Over the past 125 years, we’ve seen the world change through the power of medicine and invention.
While each pivotal milestone has been unique, one thing they have in common is that we haven’t done it alone. At Merck, we have always believed that great medical breakthroughs rely on teamwork – from within and outside of Merck – and our history has proven it. We are proud to have worked in partnership with companies, academics, governments, patient organizations, healthcare professionals, nongovernmental organizations (NGOs), multilateral organizations and others in the private sector -- to help improve lives around the world and continue to solve some of the world’s most serious illnesses.
In the early 1940s, Merck entered into an important partnership that would help treat those affected by one of the deadliest diseases in history: tuberculosis. In the early 1900s, tuberculosis, also known as the “The Great White” plague, killed one out of every seven people in the U.S. and Europe. In 1944, with support from Merck chemists, Dr. Selman Waksman and his colleague Albert Schatz of Rutgers University reported the discovery of the first effective antibiotic against tuberculosis.
Dr. Selman Waksman
Waksman received support from Merck chemists, use of the testing facilities at the Merck Institute in Rahway, N.J., and assurance that pilot plant facilities would be available for producing substances. In exchange, Merck received patent rights to any processes that Dr. Waksman developed. Dr. Waksman, later concerned that he had "turned over valuable public-health processes to a single organization for commercial exploitation," asked Merck to abandon these valuable patent rights.
Given the many people suffering and dying from this disease, Merck president George W. Merck looked beyond issues of short-term profitability and turned over the patents to a Rutgers foundation, so this breakthrough antibiotic could be licensed to multiple manufacturers for production. To quickly respond to one of the most urgent health care needs of the time, Merck constructed a streptomycin plant in Elkton, Va., and immediately began designing a large-scale production process for the antibiotic. Merck became the first company to achieve large scale production of streptomycin in April 1946.
Dr. Selman A. Waksman (left), John Holcombe, plant manager (center), and Dr. Edward J. Nolan, branch plant supervisor (right), watching the construction of the new streptomycin building at the Elkton, Va., plant.

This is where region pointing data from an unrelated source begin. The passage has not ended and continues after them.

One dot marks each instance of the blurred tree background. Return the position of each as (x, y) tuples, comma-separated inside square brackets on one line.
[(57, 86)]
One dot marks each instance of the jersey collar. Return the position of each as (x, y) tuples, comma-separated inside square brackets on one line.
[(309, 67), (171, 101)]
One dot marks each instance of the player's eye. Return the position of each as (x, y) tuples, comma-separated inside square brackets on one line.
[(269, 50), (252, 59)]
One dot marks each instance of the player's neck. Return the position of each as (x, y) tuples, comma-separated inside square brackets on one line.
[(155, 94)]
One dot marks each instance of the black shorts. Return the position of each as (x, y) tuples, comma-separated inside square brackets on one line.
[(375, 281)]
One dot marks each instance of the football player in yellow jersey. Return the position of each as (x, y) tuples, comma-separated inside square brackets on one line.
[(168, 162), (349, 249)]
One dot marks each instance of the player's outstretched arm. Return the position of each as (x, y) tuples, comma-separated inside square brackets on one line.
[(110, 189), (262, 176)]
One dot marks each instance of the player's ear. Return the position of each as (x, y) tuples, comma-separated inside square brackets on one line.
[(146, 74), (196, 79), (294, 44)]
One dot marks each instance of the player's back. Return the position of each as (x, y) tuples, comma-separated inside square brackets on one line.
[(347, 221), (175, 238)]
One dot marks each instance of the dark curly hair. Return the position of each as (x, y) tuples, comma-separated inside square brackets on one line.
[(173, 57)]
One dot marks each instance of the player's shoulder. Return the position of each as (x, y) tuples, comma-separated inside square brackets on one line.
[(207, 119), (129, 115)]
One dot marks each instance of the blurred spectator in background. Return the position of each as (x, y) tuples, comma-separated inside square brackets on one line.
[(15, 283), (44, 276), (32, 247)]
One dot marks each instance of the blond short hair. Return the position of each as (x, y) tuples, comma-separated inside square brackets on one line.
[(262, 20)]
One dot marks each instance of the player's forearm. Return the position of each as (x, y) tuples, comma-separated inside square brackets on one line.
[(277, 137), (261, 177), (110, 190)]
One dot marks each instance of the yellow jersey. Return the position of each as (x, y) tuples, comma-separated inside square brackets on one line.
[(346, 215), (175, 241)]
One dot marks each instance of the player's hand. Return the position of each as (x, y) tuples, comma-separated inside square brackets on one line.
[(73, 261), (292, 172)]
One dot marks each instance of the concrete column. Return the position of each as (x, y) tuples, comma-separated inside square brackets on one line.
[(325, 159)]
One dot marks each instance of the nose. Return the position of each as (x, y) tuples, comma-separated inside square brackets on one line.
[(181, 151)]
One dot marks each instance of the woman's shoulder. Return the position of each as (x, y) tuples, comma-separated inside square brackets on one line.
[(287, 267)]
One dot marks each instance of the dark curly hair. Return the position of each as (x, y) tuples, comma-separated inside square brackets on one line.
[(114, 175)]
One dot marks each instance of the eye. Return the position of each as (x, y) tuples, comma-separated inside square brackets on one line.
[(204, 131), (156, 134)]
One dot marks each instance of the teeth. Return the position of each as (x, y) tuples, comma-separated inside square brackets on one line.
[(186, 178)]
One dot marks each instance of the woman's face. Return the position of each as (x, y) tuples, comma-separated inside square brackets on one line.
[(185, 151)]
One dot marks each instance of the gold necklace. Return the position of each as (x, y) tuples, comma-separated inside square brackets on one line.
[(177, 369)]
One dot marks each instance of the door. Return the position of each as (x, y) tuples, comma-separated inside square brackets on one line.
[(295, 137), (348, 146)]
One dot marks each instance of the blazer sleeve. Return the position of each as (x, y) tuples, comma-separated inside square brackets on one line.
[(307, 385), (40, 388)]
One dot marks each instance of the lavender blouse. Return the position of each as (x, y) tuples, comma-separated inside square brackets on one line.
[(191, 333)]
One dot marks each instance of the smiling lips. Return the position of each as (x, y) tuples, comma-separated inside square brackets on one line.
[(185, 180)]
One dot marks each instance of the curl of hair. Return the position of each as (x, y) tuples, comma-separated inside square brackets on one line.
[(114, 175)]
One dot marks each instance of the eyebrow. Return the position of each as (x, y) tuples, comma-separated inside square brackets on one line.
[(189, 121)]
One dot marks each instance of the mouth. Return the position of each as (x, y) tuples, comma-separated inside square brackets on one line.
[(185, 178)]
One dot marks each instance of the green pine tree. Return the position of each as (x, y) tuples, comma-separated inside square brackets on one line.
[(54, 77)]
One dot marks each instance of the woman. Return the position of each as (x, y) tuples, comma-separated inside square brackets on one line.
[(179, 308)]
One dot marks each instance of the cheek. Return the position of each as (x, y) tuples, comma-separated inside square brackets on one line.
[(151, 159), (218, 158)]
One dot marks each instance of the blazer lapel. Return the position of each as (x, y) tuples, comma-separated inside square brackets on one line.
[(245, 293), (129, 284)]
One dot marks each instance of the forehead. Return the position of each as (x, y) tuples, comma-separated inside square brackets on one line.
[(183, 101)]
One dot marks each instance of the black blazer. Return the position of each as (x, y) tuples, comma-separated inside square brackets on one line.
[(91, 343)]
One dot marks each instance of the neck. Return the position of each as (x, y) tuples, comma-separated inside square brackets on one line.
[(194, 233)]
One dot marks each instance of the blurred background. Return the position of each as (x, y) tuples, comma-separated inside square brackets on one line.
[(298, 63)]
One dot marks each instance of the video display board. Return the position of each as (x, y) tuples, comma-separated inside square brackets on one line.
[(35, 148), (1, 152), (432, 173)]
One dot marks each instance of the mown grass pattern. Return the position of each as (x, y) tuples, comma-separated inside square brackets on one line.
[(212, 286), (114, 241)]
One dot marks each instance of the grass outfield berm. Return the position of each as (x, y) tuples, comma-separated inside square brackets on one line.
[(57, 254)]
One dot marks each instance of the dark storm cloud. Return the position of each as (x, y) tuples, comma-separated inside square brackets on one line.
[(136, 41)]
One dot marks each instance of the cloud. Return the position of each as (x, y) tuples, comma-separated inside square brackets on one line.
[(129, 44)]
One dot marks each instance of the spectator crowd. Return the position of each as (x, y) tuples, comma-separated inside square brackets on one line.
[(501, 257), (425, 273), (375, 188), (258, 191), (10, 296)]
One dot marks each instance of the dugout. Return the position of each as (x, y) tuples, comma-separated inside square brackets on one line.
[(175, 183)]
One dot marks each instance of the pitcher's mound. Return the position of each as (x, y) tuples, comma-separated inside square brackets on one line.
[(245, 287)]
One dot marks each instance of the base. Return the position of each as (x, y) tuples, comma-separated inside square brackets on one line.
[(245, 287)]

As a result of Dr. Waksman’s collaboration with Merck, it only took three years to take the antibiotic from discovery to mass production – a major feat for the industry and the lives at stake. As Dr. Waksman remarked in his 1952 acceptance speech for the Nobel Prize in Physiology or Medicine:
“With the removal of the danger lurking in infectious diseases and epidemics, society can face a better future, can prepare for a time when other diseases not now subject to therapy will be brought under control.”